With the two multinational semiconductor companies just a stone’s throw from D&O, Tay says it does have to try to boost its remuneration package by other means to attract talent. But he is aware that the group cannot compete with MNCs in terms of salaries.
“We can complement the salary but not compete because if we were to raise the salaries of our employees, the MNCs would just put out a better offer. Fortunately, we have an ESOS (employee share option scheme) to help us complement the salary,” he says.

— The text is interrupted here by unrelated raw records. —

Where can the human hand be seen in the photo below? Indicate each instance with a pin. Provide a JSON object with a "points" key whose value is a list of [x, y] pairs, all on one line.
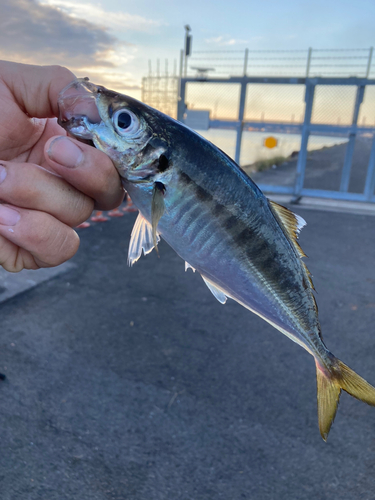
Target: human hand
{"points": [[49, 183]]}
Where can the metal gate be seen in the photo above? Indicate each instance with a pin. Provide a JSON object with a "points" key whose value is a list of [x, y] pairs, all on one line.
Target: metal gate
{"points": [[353, 96]]}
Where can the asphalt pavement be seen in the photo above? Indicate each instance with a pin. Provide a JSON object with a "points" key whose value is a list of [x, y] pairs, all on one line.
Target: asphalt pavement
{"points": [[136, 384]]}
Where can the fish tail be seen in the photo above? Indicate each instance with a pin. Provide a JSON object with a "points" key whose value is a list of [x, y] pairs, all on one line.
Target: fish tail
{"points": [[330, 382]]}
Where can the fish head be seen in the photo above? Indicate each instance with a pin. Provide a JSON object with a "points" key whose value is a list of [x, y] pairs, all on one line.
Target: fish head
{"points": [[120, 126]]}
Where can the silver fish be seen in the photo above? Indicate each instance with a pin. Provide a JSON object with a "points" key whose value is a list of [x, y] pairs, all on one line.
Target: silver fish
{"points": [[211, 213]]}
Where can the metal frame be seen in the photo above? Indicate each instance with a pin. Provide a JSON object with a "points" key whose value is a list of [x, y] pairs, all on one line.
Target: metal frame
{"points": [[305, 129]]}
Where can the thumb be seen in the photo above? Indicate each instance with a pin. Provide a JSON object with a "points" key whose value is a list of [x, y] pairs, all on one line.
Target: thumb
{"points": [[35, 88]]}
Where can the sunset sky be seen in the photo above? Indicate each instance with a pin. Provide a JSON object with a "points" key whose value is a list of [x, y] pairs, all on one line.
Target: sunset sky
{"points": [[113, 43]]}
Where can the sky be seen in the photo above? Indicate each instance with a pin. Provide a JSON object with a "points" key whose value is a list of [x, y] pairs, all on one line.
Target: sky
{"points": [[112, 42]]}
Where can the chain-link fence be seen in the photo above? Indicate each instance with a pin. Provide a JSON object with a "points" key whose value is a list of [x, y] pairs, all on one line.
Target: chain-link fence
{"points": [[306, 136], [298, 63], [317, 106], [161, 92]]}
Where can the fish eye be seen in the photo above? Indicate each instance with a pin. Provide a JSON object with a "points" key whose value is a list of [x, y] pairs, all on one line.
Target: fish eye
{"points": [[125, 122]]}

The biggest challenge is all the unpredictable events, Tay opines. However, he believes this is just part and parcel of doing business. “As long as you have your own space, make it the best. That’s the only way.”
Notably, D&O’s largest shareholder is MFCB executive chairman Goh Nan Kioh, with a 30.3% stake as at March 31, 2023.
D&O’s share price had shed 16.9% over the past year to close at RM3.55 last Thursday. This values the group at RM4.4 billion.
In terms of price-earnings ratio, D&O is trading at a trailing 12-month PER of 140.94 times — one of the highest in the technology sector. Based on Bloomberg consensus, it has a forward PER of 83.26 times.
According to Bloomberg data, there are currently three “buy”, two “hold” and one “sell” calls on D&O, with an average target price of RM3.62. PublicInvest Research has the highest target price at RM4.37 while Kenanga Research has the lowest at RM2.30.